What Cub fans are really hoping, though, is that the Sox' success will light a fire under the Wrigley brass to do what it takes to right the ship and put together another winning team. Maybe they aren't that far away, but the "ifs'' about their pitching, bullpen, middle infield and outfield seem far too numerous now to be resolved in a single season. And as the National League Championship Series demonstrated, the Cubs' division is much deeper than the Sox, making the postseason far dicier.

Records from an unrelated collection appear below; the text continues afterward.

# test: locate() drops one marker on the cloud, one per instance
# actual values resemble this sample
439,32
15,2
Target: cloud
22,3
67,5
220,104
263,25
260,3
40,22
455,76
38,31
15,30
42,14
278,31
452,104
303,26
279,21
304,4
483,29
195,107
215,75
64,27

When the Cubs got within five outs of the World Series in '03, I felt it was only a matter of time before they reached the Promised Land. I signed up for season tickets (partial plan) and moved to Chicago to be here for the crowning moments. I was there for the letdowns of Games 6 and 7 in the '03 NLCS, and as painful as those losses were, that season was to be the springboard for more, better things, to come. Surely, we were on our way to sustained excellence, modeled after the Braves with their pitching carrying them to repeated division titles and playoff appearances if not championships. The disappointment of not coming close in '05 during a baffling season has revived cynicism over their cursed fate. As an old colleague put it to me recently, "If you accept the fact that the Cubs are never going to win the World Series in your lifetime, it makes life a lot easier.'' I have not yet reached that point of complete resignation, but it's a reasonable approach. For a variety of reasons, I'm thinking about cutting back on the number of Cub games I go to next year, giving up my regular tickets. But I won't and can't become a Sox fan, even a Bi-Sox-ual to borrow the trendy new term for cross-over, bandwagon types.
So much of me wants to jump to the Sox side, to go down to the neighborhood where it is all happening and soak up the atmosphere. But I can't and won't (people without tickets are advised to stay away anyway.) I'm a North Sider who lives within five blocks of Wrigley Field; I'll soak it up from here. After a lifetime of procuring souvenir items from sporting events, I can't even bring myself to buy a hat or T-shirt emblazoned with "American League Champions," or dare we say it, "World Series.'' I feel I haven't "earned it.'' To totally jump the moon over this team or any other would be disloyal and dishonest. The Sox have always been my favorite American League team, from the heydey of Wilbur Wood and Harry Caray in the 70s, but it's a distant second, and that's how it remains. I'm a National League fan and a Cub fan, and it's there's no way of replacing that Cubbie blue that runs through my veins.
Yes, I will be rooting for the Sox in the World Series, but it will be with mixed emotions. I spoke to another die-hard Cub fan and friend who shares my sentiments. I asked her if she was not rooting for the Sox to go all the way and she waffled, too. "Do you really want them to do it before we do?'' asked Beth, a fellow season ticket holder at Wrigley. I didn't have a ready answer. Not really, and oh how I wish it were the Cubs instead; how pumped up would we be right now? But since they're there and we aren't, it's go go Sox. As much as I want to be, I'm afraid my heart just won't let me be there with them 100 percent along the way.